Angels 6 Mets 1
It is simply implausible that the Mets lost this game to the Angels.
After all, they have championship talent on their roster, which had been impinged for the last 170 games by the follies of Willie Randolph. Now that Willie “Roadblock” Randolph has been removed, this team should be beating the bejesus out of everyone. The Flushing Juggernauts should be stampeding through the rest of the inferior teams that make up MLB, no?
Apparently, not. In fact, not even when the Mets have the best pitcher in baseball on the mound.
Within four pitches, there was controversy, as Jose Reyes strained a leg muscle and then threw a temper tantrum when new manager Jerry Manuel removed him from the game. Reyes slammed his helmet to the ground in disgust and headed for the clubhouse, with Manuel following him after the top of the inning ended. I imagine Jerry gave Jose some stern words and good spanking for that infantile display. No doubt Reyes will bat .375 for the rest of the year, and we’ll look back at this incident as the turning point in Jose’s season.
Or perhaps not. But I have to come up with some kind of story, don’t I? Going into the game I was completely apathetic in regard to the outcome, and as a result the final score meant zip to my numbness. Hopefully this feeling will blow over soon; I’d have to have to start knitting or engaging in papercraft activities to fill my evenings.
I watched Luis Castillo pull up halfway down the first base line and jog the rest of the way after hitting a grounder to second base to end the eighth inning. He remained in the game. I notice these “little” things, because as a former player and coach, I know they separate winners from losers. New manager, same tough talk, same half-assed effort from the players. Go ahead and let me know that Castillo has to be easy on his bad knees. What in the world was the off-season surgery for, then? The way I see it, there’s only one speed to play this game — full speed — and if you can’t physically handle that, you shouldn’t be playing.

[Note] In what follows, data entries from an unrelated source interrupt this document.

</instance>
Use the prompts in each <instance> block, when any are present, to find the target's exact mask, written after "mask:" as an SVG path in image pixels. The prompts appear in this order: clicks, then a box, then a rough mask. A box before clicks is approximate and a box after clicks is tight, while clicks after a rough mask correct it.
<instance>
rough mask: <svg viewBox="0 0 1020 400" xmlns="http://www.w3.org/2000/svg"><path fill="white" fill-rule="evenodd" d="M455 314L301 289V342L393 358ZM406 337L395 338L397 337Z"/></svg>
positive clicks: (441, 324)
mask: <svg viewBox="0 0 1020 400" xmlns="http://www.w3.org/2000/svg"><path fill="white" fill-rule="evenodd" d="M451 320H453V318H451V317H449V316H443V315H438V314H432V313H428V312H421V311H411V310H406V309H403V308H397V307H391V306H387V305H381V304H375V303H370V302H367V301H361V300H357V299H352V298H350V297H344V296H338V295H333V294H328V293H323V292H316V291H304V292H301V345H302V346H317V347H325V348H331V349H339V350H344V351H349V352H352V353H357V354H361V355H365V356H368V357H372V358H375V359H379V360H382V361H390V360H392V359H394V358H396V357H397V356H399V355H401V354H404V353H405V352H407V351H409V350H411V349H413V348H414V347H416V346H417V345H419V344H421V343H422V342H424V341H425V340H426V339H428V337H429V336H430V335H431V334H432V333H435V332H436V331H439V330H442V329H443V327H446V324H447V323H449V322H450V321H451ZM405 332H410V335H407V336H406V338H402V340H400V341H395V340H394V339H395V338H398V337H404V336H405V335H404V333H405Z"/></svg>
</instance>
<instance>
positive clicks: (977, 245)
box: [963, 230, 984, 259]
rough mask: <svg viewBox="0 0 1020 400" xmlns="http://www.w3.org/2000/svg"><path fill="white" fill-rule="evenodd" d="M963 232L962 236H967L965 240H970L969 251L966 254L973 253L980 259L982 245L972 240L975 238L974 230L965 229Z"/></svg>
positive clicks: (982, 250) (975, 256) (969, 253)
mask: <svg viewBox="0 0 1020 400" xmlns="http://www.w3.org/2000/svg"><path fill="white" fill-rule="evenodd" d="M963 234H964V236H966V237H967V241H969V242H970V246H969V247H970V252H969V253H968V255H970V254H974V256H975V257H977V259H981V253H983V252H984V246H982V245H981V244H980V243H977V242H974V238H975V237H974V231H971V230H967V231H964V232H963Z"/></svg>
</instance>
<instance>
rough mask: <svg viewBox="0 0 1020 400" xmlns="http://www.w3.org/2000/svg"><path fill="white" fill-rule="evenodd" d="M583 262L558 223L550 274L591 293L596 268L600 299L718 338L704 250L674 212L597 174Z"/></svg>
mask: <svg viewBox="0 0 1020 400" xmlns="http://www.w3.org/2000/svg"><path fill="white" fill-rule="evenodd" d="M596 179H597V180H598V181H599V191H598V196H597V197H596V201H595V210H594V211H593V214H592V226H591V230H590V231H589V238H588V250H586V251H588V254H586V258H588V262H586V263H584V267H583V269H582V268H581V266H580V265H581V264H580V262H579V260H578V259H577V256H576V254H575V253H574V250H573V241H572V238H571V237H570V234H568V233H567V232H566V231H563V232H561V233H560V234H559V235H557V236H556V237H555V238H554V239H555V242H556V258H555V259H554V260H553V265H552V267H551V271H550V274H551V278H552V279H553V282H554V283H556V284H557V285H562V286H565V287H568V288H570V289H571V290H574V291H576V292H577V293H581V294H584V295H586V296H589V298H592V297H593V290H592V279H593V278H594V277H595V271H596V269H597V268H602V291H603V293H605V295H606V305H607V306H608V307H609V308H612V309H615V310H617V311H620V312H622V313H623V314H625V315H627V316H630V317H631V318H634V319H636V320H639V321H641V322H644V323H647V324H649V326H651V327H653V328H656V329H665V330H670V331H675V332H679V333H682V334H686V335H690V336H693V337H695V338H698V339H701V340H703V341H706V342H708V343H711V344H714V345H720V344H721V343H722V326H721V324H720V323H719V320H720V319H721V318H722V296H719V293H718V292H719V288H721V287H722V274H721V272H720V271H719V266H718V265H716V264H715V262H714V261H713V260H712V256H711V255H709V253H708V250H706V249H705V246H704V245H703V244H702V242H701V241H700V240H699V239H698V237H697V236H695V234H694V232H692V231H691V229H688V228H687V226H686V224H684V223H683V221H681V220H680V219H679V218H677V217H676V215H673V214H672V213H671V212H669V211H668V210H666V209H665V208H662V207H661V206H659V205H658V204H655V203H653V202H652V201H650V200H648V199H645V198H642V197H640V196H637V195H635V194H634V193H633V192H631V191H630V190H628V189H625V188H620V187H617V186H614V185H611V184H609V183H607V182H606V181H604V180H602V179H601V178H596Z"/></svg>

Santana was awful, allowing 5 runs (4 earned) on 8 hits and 2 walks in 6 innings.
On the other hand, Aaron Heilman pitched another perfect inning — this time coming in to start the frame and with the bases empty.
The Mets collected only six hits, with the only run scoring on a double play grounder by David Wright in the initial inning. They managed one walk, and were retired on 130 pitches. I guess Jerry Manuel didn’t have any magic bat speed dust for these championship-caliber hitters.
In all fairness to Manuel, the players likely were in no condition — mentally nor emotionally — to play a baseball game after this firing fiasco. Good luck to you, Jerry — you have your hands full.
The rubber match will be played again at 10:05 pm EST (what do these Left Coast folks have against afternoon games?), with Oliver Perez pitching against Jon Garland.